Ao usar o neologismo o criador da famosa “Vacina de Cuspe”, como ficou conhecida a injeção que aplicava nos enfermos, refere-se ao cirurgião russo radicado em País, Serge Voronoff (1866-1951).

A reportagem de A Noite sobre o modesto farmacêutico do interior, também aludia a possibilidade de seu sistema provocar o rejuvenescimento e garantir uma velhice mais sadia e alegre.

Tal atividade, porém, foi considerada irregular, pela Sociedade de Medicina da Paraíba, e ele mesmo reconhece: 

Sei que venho agindo fora da minha profissão, pois não sou médico, mas compreendo também que a ciência não pode ser patrimônio de uma classe.

Revela que suas experiências não fazem vitimas, e conformado, conclui:

– Já me compensam as emoções de ter com meu método aliviado algumas dores humanas.

Comenta Ramalho Leite:

“Depois do pronunciamento negativo da entidade médica paraibana, o farmacêutico começou a ser perseguido pelo vigário de Bananeiras, José Pereira Diniz.

Ao tomar conhecimento e que o boticário havia dito que seu método provinha de missão divina recebida de um espírito superior que não era o Deus da religião de vocês.

Seu método de cura é resultado de estudos científicos publicados em dois livros e um memorial inédito lido perante o corpo médico do Hospital Pedro I, de Campina Grande.”

Proibido de exercer suas experiências na Parahyba, José Fábio mudou-se para o Rio Grande do Norte. A vacina era inclusive recomendada por sua mãe que a identificava como injeção milagrosa, nada mais do que saliva transformada num líquido injetável que se aplicava para qualquer tipo de doença.

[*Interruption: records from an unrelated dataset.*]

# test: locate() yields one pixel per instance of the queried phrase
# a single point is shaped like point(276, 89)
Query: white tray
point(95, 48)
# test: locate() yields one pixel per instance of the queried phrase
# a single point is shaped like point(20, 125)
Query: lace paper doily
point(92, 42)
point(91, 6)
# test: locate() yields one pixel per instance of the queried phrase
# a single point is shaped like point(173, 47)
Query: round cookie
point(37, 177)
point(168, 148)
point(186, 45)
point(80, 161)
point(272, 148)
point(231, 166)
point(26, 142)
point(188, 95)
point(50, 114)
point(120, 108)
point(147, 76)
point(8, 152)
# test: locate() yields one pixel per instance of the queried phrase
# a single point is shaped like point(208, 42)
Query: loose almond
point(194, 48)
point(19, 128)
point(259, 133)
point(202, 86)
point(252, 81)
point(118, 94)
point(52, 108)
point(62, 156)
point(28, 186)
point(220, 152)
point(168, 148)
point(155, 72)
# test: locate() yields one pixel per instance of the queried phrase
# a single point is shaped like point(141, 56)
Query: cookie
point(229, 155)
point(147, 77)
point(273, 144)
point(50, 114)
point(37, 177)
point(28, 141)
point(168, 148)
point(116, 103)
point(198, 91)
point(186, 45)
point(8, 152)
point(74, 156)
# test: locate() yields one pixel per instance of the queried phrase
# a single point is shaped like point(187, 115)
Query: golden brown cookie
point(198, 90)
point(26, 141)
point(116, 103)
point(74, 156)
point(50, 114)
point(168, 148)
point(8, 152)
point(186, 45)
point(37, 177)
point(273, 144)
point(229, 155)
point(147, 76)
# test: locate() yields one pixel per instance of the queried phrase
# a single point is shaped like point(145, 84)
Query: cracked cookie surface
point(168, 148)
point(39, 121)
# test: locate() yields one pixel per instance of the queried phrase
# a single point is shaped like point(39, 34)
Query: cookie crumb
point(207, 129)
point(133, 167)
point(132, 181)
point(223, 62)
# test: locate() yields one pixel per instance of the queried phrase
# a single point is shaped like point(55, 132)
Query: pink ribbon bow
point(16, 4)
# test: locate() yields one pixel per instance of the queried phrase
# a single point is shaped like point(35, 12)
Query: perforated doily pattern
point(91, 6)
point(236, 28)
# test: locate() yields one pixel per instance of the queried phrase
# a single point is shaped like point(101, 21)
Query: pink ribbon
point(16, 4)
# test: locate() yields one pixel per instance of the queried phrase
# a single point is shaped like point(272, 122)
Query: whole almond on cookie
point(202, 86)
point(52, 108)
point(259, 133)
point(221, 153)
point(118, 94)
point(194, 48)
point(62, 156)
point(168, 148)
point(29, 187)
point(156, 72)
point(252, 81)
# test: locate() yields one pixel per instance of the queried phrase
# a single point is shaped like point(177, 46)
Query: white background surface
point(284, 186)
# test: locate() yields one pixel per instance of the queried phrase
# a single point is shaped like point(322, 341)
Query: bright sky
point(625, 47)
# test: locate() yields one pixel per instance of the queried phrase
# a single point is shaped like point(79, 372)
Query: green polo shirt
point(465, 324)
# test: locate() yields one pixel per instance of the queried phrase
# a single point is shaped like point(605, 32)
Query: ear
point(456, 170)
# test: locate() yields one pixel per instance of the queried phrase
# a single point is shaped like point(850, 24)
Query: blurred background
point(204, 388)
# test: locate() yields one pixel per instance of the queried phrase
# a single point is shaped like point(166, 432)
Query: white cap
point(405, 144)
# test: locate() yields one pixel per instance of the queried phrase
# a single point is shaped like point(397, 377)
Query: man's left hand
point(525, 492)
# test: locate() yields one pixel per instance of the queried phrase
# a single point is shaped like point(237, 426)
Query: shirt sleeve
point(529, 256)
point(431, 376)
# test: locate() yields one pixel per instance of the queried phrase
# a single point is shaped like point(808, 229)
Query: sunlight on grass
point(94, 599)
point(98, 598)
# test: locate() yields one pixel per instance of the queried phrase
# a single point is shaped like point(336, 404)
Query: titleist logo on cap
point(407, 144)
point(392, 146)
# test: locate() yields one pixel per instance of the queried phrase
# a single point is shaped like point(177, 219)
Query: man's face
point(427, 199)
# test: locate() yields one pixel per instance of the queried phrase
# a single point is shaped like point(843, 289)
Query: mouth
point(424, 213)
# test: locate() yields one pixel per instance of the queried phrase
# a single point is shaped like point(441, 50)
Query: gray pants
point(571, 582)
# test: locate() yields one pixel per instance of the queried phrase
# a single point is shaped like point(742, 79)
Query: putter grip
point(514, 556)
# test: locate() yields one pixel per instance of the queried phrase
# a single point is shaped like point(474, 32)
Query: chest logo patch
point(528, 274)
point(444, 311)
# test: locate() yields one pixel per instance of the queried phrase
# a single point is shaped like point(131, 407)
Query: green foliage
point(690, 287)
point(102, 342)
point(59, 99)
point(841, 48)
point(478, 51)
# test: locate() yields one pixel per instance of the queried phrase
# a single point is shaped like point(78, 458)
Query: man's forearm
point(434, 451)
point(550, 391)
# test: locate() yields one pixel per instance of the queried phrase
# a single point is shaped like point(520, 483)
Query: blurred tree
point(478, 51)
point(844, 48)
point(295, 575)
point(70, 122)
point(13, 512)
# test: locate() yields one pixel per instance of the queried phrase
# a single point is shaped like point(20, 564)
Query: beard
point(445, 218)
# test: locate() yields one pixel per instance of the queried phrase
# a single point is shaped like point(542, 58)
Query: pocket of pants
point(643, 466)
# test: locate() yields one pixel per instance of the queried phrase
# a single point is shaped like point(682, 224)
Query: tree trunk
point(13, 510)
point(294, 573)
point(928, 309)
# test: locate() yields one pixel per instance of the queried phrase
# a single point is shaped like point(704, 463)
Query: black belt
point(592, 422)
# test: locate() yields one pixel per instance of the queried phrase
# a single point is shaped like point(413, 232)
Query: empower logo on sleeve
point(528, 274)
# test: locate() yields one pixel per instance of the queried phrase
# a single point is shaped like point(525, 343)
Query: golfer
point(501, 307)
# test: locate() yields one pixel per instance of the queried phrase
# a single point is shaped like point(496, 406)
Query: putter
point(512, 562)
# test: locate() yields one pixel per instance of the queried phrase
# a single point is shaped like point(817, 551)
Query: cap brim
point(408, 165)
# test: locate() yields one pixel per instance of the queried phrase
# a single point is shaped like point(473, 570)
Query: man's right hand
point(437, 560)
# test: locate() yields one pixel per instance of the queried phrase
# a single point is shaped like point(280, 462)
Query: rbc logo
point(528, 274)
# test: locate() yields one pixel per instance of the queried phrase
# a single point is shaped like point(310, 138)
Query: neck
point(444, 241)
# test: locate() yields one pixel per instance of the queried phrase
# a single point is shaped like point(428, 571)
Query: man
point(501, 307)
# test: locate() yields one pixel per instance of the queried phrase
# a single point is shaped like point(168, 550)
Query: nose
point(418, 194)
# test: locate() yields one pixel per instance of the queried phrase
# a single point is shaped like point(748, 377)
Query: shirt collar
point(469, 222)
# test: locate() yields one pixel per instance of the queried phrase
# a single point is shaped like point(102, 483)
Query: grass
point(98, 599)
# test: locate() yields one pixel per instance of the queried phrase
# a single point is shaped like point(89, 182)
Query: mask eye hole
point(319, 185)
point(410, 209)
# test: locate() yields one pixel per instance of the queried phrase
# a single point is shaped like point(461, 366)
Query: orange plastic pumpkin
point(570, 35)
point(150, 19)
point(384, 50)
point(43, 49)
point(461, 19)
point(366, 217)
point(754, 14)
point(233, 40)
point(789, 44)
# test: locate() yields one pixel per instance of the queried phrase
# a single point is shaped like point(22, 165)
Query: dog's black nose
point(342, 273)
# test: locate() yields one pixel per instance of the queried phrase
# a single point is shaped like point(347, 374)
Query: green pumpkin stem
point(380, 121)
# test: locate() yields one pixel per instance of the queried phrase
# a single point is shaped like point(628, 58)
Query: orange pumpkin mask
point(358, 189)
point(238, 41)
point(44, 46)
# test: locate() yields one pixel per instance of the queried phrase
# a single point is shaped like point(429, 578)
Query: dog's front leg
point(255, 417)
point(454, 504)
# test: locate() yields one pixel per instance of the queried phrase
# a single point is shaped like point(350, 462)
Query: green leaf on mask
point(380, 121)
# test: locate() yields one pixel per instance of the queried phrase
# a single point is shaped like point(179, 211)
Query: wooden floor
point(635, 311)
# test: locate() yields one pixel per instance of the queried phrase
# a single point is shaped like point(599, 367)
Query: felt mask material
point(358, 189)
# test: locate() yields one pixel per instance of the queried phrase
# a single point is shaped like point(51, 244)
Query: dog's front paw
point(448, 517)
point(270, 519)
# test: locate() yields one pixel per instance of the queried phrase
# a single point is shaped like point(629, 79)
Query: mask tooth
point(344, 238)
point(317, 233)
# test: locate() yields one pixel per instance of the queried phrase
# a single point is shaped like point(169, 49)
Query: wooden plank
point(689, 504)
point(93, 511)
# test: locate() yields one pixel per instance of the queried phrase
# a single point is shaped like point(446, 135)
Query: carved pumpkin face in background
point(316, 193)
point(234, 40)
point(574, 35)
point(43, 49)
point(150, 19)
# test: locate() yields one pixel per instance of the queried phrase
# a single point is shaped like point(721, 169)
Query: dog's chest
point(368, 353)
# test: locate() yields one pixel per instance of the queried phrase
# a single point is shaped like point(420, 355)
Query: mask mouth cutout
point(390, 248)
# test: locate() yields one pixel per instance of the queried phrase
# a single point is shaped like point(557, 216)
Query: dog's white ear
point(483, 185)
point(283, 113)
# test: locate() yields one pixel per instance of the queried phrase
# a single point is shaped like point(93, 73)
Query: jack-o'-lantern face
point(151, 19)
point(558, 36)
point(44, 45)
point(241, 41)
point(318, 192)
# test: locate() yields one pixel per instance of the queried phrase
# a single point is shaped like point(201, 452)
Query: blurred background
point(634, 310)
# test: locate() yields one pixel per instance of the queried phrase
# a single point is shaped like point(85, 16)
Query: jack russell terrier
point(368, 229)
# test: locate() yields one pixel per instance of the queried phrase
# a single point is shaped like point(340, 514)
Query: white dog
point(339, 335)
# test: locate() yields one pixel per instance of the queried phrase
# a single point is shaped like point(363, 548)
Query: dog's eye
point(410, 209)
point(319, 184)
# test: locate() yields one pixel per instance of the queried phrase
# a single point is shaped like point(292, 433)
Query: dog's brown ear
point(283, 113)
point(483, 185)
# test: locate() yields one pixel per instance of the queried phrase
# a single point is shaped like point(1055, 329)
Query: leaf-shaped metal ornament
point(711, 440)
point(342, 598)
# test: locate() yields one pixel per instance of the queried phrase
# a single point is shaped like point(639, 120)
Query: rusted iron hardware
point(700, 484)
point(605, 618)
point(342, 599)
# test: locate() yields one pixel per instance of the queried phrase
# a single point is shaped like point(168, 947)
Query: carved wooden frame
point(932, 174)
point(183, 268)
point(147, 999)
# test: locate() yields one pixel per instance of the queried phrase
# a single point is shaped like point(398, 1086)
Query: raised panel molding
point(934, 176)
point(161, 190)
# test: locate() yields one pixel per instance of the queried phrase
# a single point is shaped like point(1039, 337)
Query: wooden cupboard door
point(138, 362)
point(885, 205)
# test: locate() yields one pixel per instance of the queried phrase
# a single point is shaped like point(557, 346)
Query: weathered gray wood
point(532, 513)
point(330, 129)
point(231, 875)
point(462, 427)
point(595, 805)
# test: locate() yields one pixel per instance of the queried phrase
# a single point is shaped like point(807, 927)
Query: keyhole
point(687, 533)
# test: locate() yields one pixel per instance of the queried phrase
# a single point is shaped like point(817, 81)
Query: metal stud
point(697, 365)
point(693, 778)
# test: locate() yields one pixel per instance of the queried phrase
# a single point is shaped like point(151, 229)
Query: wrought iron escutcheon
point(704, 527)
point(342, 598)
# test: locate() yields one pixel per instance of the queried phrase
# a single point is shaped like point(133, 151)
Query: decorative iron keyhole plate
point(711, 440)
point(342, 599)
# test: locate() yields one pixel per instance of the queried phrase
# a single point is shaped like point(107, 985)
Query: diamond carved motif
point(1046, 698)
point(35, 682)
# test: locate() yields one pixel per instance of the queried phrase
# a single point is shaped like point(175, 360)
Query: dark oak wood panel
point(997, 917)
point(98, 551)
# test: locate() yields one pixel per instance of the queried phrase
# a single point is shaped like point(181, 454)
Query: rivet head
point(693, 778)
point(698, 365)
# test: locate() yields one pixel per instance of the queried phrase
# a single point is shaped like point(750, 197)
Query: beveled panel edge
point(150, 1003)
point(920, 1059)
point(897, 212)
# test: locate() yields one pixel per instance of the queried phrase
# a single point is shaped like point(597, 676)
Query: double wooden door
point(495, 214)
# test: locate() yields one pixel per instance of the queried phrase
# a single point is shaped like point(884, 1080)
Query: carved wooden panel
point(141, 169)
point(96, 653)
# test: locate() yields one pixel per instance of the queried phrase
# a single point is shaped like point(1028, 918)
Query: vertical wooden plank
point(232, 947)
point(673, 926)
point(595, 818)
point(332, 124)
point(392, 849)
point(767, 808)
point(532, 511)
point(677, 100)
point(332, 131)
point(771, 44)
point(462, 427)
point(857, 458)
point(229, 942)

Em 2016 a universitária Rosana do Nascimento Gomes de Melo apresentou à Universidade Estadual da Paraíba sua tese de História sob o título: “A seiva da vida” referente às assombrosas curas da Lymfoterapia, de José Fábio de Lyra com suas vacinas.

O trabalho de Conclusão de Curso foi apresentado em cumprimento à exigência para obtenção do grau de Licenciada em História. Orientador: Prof. Dr. Azemar dos Santos Soares Júnior, que obteve Menção Honrosa.

O trabalho experimental de José Fábio da Costa Lira está detalhado no livro: “Da Lymphothrapia ao Physio-Pschismo”, publicado em 1924, sob o patrocínio de Solon de Lucena, então Presidente do Estado da Parahyba. (Naqueles anos os governadores eram considerados Presidentes de Província.)

Mas foram vãs as tentativas em legalizar seu método científico de curar. José Fábio não acumulou fortuna. Sobraram-lhe apenas sofrimentos e frustrações, fruto das perseguições sofridas ao longo de sua existência profissional.

O inventor, entretanto, se conformava com o apoio moral que recebia dos que alcançavam a saúde plena pelo uso da popular “Vacina do Cuspe”.